Nous avons déjà perdu et du temps et le momentum. Ennahdha avait la légitimité électorale et aurait été encore plus légitime, si elle s’était attelée à établir la justice sociale, mis en place les outils à même de garantir la dignité et renforcé la justice tout court. Et elle aurait pu s’appuyer sur la ferveur d’une population encore toute émue de sa participation à des élections libres, légitimement fière d’avoir insufflé un vent de liberté et une revendication de dignité à travers le monde dont les échos se sont fait sentir jusqu’à Wall Street.
Ce moment historique a été lamentablement manqué par impréparation et par des démarches politiciennes voire revanchardes et auto-centrées selon la sévérité du jugement. Pour l’instant, l’arène politique est loin d’avoir favorisé l’émergence des hommes d’Etat dont notre pays a besoin.
Aujourd’hui, on parle beaucoup d’un gouvernement de compétences. Certes la compétence est une condition nécessaire pour provoquer un sursaut de notre pays. Mais elle est loin d’être suffisante. La somme de compétences individuelles est loin d’être garante d’une compétence collective. Il y faut la cohésion !

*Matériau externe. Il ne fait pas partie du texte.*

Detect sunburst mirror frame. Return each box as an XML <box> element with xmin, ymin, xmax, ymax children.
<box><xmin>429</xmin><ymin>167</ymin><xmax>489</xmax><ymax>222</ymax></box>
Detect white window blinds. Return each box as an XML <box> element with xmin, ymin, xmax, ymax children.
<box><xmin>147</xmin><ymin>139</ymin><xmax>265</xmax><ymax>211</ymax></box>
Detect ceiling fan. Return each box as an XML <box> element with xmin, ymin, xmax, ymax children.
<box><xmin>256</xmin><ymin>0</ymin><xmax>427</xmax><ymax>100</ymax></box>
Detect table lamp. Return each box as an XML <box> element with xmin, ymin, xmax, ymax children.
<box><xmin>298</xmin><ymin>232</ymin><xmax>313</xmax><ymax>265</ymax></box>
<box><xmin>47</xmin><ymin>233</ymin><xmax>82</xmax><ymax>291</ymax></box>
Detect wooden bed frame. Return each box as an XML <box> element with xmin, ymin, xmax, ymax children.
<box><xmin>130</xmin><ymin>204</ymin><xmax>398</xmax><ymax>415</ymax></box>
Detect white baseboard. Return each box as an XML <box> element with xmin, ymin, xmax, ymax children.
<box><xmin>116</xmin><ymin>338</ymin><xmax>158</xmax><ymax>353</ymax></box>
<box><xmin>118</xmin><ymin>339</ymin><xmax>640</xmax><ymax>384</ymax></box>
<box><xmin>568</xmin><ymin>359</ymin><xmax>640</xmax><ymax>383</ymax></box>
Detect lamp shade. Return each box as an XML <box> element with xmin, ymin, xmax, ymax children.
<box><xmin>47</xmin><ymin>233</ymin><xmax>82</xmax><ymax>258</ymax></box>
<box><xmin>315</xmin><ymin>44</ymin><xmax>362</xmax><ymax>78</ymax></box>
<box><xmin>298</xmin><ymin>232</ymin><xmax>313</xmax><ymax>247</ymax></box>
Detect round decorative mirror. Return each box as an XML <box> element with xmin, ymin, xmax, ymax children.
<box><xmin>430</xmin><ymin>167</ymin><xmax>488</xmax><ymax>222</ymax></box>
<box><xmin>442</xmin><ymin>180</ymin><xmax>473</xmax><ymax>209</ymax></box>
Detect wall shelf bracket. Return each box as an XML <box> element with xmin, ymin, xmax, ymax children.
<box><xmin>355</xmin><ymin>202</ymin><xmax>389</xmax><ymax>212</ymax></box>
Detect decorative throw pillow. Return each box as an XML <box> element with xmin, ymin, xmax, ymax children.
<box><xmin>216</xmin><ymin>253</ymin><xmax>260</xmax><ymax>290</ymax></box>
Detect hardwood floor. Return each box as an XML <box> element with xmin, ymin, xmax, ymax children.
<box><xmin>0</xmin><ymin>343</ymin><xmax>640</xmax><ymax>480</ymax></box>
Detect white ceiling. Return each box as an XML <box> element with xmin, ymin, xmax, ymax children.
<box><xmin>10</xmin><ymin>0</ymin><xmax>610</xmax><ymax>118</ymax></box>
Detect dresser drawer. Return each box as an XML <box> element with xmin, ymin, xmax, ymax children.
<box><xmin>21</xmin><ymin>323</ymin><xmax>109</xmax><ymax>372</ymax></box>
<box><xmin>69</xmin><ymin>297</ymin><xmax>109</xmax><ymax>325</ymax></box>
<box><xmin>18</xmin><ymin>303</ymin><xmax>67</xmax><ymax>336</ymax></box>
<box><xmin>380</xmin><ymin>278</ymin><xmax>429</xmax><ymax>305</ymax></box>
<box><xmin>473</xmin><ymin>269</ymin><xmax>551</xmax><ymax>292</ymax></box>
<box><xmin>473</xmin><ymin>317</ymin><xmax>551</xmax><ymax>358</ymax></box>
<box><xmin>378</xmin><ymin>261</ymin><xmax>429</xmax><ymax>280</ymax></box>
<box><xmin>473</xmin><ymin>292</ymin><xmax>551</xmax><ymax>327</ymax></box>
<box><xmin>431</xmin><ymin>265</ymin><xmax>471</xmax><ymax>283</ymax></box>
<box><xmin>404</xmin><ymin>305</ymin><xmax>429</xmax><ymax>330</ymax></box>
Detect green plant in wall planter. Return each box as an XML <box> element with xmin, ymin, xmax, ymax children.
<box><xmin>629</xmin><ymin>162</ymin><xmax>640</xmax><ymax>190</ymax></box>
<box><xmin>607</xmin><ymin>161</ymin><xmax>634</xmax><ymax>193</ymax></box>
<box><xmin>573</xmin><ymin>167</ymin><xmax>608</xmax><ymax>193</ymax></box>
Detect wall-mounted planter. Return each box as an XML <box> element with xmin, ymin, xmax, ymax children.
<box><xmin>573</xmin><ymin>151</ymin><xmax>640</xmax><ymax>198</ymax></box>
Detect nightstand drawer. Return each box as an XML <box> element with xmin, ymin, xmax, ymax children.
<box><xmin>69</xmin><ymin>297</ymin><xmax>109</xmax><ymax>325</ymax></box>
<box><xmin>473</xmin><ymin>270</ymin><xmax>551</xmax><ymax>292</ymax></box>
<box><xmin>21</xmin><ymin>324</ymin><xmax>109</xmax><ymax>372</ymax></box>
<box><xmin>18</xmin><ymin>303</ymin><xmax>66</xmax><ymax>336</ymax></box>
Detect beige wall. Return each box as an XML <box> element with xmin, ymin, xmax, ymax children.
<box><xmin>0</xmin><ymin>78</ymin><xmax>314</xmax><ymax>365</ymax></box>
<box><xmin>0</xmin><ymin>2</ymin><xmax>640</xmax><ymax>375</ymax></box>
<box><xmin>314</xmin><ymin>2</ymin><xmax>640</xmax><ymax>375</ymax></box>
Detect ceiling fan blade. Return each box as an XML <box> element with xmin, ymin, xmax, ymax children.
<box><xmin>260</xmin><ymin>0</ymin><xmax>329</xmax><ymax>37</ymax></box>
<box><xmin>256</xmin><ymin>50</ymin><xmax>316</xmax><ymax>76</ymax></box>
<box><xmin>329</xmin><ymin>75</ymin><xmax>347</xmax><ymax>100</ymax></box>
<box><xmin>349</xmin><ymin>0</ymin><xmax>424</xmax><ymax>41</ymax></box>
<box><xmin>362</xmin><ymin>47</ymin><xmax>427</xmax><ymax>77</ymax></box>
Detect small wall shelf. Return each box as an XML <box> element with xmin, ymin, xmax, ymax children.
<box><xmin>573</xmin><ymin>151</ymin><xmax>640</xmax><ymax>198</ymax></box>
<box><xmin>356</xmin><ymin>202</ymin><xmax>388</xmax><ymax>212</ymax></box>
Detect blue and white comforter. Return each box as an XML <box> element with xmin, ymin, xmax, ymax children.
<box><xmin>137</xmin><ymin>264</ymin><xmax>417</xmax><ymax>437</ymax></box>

Je reviens alors à ta question. Fallait-il accepter ? Oui ! Assurément oui, si je pensais pouvoir agir en cohésion totale avec les autres membres du gouvernement. On ne les connait pas encore ? Et pour cause, les consultations sont en cours ! Nous savons cependant de manière certaine que nombre d’entre eux seront à l’image de ce que le gouvernement actuel nous donne à voir. Fallait-il accepter ? Non, définitivement non, lorsque l’on est porteur d’une vision sociale et sociétale orthogonale à celle d’une partie importante des membres présumés de ce gouvernement. Oui ? Non ? La réponse n’est pas aisée.
Sache en tout cas, qu’il est vain de penser que l’économique pourra être traité de manière isolée, quelle que soit la compétence et la vision en la matière. Et puisque c’est sur le terrain de la compétence que la discussion a convergé, il est vain d’espérer pouvoir imposer ses conditions pour que la cohésion se fasse autour de la vision que je partage avec de nombreux autres. Dans la négociation politique, on ne pèse que du poids des troupes auxquelles on appartient. Et pour pouvoir compter sur ces dernières, ce n’est pas seulement au titre de ses compétences mais aussi et surtout au titre de son engagement partisan, de son engagement politique, que l’on doit participer. Mais comme nous l’avons vu, cela ne peut être envisagé que dans le cadre d’un gouvernement d’union nationale seul à même de retrouver ce momentum dont je parlais plus haut.
La boucle est bouclée. J’ai comme l’impression de me répéter. J’ai assumé mes responsabilités ! Je suis sûr que tu comprendras.